Let’s talk about the first dose of psychedelia in the movie — that lengthy long take in the opening minutes, which features a dazzling dance number. Given the brevity of this shoot, how did you map out such a complicated sequence?
Believe it or not, I didn’t know at all that I would get it right. Nina McNeely, the Californian genius who choreographed that scene, was recommended to me by Sofia Boutella. She accepted to come make the movie under financial conditions that were not very good for her. But she said, “I like the movie, so I will do it.” And I said, “We already cast almost all the dancers, so can you make the choreography with three dancers coming from many different styles?” She actually likes working with people that are not like robot dancers, but people who have very strong personalities.
When she arrived, she was working on the choreography with 15 dancers for two days. And then, five additional dancers arrived on the first day of shooting, which was a Monday. And so she updated her choreography. We had put a crane on the one side. After the whole choreography she proposed, I said, “Well, how am I going to move the crane above them?” It was like a collective creation done at the last moment.

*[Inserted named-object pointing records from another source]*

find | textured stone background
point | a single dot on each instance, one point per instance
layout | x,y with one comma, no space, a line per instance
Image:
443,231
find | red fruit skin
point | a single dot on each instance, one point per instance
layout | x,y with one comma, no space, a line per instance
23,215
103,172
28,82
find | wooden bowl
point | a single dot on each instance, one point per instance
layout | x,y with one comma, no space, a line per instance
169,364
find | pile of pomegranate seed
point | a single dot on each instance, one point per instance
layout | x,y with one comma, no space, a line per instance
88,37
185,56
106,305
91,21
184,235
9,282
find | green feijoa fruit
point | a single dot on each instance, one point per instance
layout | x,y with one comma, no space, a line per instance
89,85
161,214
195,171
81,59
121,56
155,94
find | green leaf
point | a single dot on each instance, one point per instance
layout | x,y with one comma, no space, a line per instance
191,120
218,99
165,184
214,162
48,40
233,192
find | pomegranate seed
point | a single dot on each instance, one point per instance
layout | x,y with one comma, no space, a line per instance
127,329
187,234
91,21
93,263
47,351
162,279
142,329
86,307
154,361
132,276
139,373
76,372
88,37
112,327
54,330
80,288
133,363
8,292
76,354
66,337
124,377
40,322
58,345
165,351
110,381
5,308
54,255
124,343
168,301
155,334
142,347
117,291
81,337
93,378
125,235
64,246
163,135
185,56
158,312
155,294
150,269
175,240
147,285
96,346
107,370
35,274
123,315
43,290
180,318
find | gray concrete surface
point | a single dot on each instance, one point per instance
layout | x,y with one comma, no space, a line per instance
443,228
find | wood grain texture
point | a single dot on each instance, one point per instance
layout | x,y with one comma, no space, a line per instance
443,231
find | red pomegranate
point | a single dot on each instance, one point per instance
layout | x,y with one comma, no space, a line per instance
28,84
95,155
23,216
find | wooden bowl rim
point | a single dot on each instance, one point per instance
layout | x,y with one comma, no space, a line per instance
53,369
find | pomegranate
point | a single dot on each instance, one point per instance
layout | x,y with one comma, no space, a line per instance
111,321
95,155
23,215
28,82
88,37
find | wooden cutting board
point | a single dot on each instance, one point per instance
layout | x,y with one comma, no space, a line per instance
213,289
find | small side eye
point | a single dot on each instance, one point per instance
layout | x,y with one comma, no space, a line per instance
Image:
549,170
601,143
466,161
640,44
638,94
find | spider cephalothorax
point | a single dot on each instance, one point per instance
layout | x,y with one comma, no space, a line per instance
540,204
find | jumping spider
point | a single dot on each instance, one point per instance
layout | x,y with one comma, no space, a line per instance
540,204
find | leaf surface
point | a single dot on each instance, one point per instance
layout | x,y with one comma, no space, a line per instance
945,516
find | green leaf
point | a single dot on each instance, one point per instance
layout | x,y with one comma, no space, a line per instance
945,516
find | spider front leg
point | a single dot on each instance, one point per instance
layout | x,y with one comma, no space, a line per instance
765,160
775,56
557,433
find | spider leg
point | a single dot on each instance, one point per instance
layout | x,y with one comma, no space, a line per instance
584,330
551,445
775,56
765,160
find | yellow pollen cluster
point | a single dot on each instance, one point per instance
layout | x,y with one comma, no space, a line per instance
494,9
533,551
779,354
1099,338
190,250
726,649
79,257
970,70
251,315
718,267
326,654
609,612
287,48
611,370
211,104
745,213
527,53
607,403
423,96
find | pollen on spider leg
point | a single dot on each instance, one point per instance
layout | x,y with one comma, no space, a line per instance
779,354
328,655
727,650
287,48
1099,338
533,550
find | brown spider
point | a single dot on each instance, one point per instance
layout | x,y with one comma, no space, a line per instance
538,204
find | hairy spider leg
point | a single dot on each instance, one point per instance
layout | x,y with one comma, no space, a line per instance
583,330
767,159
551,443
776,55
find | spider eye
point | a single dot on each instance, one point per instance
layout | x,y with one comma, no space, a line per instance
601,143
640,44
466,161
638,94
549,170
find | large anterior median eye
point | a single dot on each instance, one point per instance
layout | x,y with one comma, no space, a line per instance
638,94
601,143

When people say that it’s the best thing I ever shot, well, I’m only partly responsible because I cast the choreographer and I chose the outfits. But what you see on the screen that’s really magical does not come from me. It’s them, the people that you see on screen.
But you must have told the choreographer something about what you wanted?
I didn’t tell her much. We just had to decide when she arrived between two songs that I had in mind, so we came to decide that was good to start with and it’s a little version of “Supernature” by Corrine. And then, I trusted her. So, here are your soldiers, your captain. Do a good job. And then I will come with my crane, and just like, see what comes out. But I did not tell her what to do.
“Climax” was made in 15 days on a low budget. How has that changed your approach going forward?
I spent a long time on my first movie, which was the sequel to a short film that I did called “Carne.” And I had no money. I shot it over a period of three years, a bit like David Lynch directed “Eraserhead.” I was spending one year there, one over here, over many years. I was totally bankrupt, and I was rewriting the script while I was filming.
After that, I did a movie with no script just with the storyline, and it was three pages long. The whole story was took place in one night. That was “Irreversible.” We shot the movie in chronological order and then I reversed the certain scenes, but the whole pre-production took less than six weeks. The movie was shot in less than six weeks and that movie that I didn’t expect to reach a big audience is still today my biggest commercial success. Then I had this big project in mind, which was “Enter the Void.” It took me six years to get the financing to shoot it, to do post-production it, to re-shoot, and so on. It was so exhausting that I decided I didn’t want to go through a long process for a film ever again. That movie was a commercial failure.
So then I thought, “I don’t wanna make my producers or financiers lose money in the theater.” I did this very cheap movie called “Love,” and then I decided I wanted to make an even cheaper movie so people don’t get involved and can’t tell you how to rewrite it or how to avoid losing money. The good thing about doing these quite cheap movies is that you have much more freedom.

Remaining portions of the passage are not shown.